You are correct... I found this out yesterday actually looking at the source code to a 1.0 server someone made. Face info is sent as a single 32bit integer to the client. In 1.0 the characteristics, the characteristic color, mouth, nose, features, ears, eyes, and iris all into 32 bits using a bitfield.
Characteristics were 5 bits. (31 options) <- This is probably as flags rather than a number though, so actually 6 options
Characteristic Color was 3 bits. (7 options)

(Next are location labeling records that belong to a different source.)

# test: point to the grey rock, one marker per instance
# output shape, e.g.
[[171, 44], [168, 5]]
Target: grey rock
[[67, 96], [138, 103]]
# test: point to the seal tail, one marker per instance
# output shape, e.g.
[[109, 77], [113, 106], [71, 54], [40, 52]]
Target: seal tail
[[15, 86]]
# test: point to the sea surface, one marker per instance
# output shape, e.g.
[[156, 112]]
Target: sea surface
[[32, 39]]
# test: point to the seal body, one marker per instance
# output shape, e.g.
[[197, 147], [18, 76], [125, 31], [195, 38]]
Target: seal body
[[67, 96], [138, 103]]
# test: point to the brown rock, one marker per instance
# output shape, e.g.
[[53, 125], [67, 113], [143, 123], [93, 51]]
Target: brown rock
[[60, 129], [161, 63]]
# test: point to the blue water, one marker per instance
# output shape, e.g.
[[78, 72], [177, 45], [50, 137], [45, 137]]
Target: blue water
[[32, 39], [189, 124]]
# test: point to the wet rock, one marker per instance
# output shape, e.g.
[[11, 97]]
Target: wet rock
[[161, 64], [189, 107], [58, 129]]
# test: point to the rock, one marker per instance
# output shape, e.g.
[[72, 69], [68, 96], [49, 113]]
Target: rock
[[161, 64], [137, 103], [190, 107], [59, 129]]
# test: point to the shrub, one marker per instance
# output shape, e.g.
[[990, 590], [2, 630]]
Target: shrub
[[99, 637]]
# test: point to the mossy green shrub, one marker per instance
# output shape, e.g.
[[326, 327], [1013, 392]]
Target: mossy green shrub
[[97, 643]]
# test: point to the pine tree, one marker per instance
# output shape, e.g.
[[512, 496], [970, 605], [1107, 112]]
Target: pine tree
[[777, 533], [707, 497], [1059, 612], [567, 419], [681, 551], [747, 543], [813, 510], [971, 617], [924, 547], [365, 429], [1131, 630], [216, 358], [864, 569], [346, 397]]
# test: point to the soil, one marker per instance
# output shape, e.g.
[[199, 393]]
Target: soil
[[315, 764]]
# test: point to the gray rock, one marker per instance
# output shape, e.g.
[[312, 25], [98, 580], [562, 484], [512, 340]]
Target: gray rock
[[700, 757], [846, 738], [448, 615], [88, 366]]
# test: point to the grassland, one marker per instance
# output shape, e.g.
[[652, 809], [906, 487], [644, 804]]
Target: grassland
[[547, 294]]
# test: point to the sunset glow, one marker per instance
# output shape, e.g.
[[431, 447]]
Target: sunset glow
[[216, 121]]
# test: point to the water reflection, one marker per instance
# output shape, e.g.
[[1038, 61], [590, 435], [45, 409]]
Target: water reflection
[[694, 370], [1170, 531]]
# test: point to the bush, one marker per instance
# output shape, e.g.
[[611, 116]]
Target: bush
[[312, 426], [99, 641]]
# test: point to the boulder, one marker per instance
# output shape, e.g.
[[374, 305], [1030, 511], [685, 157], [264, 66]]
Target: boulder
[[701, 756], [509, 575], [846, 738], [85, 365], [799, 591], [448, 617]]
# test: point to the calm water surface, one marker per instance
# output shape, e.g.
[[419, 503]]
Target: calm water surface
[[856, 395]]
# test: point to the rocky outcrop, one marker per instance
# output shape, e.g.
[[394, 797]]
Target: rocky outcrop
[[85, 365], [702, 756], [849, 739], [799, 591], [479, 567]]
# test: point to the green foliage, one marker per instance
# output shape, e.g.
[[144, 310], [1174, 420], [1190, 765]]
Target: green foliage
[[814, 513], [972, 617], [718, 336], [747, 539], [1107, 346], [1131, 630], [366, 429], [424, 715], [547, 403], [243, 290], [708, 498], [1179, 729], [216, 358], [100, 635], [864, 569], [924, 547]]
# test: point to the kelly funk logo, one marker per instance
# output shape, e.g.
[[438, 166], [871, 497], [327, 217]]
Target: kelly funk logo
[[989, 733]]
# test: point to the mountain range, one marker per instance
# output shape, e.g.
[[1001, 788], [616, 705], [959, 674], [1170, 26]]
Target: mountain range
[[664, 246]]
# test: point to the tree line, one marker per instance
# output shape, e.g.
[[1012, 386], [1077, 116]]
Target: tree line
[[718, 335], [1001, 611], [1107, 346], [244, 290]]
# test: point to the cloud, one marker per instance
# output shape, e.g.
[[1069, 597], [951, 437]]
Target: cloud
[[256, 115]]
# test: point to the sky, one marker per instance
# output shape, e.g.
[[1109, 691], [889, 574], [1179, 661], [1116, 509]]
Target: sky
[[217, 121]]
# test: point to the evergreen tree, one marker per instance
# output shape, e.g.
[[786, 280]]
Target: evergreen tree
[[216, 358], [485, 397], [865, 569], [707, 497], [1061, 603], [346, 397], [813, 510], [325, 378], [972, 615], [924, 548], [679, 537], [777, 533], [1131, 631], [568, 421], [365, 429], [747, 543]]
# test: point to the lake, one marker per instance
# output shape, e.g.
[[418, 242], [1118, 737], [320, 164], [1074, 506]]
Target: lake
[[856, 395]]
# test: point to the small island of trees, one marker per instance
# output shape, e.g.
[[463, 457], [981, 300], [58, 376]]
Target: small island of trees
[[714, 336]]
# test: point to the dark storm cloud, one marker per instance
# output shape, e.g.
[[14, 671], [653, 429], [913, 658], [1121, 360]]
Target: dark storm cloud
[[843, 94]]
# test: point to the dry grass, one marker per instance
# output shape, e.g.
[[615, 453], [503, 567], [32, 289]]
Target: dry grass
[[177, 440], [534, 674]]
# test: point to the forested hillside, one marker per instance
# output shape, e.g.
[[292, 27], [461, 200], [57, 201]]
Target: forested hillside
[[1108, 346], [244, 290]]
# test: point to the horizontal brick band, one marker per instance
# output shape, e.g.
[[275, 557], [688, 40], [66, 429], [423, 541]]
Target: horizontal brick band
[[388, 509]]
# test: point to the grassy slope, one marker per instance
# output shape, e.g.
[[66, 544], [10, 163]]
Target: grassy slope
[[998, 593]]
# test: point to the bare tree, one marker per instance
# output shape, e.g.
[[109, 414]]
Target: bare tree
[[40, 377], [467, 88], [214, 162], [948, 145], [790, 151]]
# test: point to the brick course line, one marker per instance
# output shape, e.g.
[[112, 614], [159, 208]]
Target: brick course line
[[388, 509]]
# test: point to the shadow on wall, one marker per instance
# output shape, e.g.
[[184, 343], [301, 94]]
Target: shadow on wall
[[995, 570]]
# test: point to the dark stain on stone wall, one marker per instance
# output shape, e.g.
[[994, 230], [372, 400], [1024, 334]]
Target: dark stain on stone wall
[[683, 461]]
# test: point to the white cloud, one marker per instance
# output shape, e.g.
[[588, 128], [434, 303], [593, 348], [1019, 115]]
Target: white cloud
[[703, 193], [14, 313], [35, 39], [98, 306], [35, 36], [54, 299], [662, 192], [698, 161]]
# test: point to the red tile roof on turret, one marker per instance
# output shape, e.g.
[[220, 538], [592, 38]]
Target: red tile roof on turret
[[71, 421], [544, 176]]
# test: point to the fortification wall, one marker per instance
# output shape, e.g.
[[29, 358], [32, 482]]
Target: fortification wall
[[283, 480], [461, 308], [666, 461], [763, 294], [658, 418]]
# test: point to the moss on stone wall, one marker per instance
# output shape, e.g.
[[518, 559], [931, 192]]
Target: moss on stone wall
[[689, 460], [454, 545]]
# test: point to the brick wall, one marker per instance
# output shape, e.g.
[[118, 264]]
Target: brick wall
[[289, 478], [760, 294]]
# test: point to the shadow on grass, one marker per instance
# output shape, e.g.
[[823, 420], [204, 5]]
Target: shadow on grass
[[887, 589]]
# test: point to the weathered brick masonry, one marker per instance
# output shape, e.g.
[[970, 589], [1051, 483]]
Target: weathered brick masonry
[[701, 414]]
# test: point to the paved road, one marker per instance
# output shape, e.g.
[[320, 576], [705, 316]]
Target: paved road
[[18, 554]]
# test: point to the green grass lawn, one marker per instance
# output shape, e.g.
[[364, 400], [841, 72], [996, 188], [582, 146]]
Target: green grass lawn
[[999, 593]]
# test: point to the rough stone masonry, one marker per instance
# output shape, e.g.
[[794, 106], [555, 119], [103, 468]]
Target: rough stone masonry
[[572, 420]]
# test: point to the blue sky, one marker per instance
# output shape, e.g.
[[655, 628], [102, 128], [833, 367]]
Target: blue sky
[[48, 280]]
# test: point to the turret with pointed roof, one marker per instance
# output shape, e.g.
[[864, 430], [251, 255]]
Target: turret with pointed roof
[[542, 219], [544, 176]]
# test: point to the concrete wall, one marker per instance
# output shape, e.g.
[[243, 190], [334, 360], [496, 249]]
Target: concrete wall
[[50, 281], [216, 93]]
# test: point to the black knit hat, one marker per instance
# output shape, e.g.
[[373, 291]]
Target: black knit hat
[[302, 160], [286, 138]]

Face type was 6 bits. (63 options) <- This is probably as flags rather than a number though, so actually 7 options
Ears was 2 bits. (3 options)
Mouth was 2 bits. (3 options)
Features was 2 bits. (3 options)
Nose was 3 bits. (7 options)
Eye shape 3 bits. (7 options)
Iris size 1 bit. (2 options)
Eyebrows 3 bits. (7 options)
With 2 bits remaining that the author didn't know or were unused. (3 options)
(Add up the bits and you get 32, or 4 bytes)
Look very similar to the caps we have now. Assuming SE still uses that in 2.0, those are the hard caps until they change the data size. I'd assume that SE would've restructured how the info was stored but I guess due to time constraints, worked with what they got since this setup is probably referenced all over the game.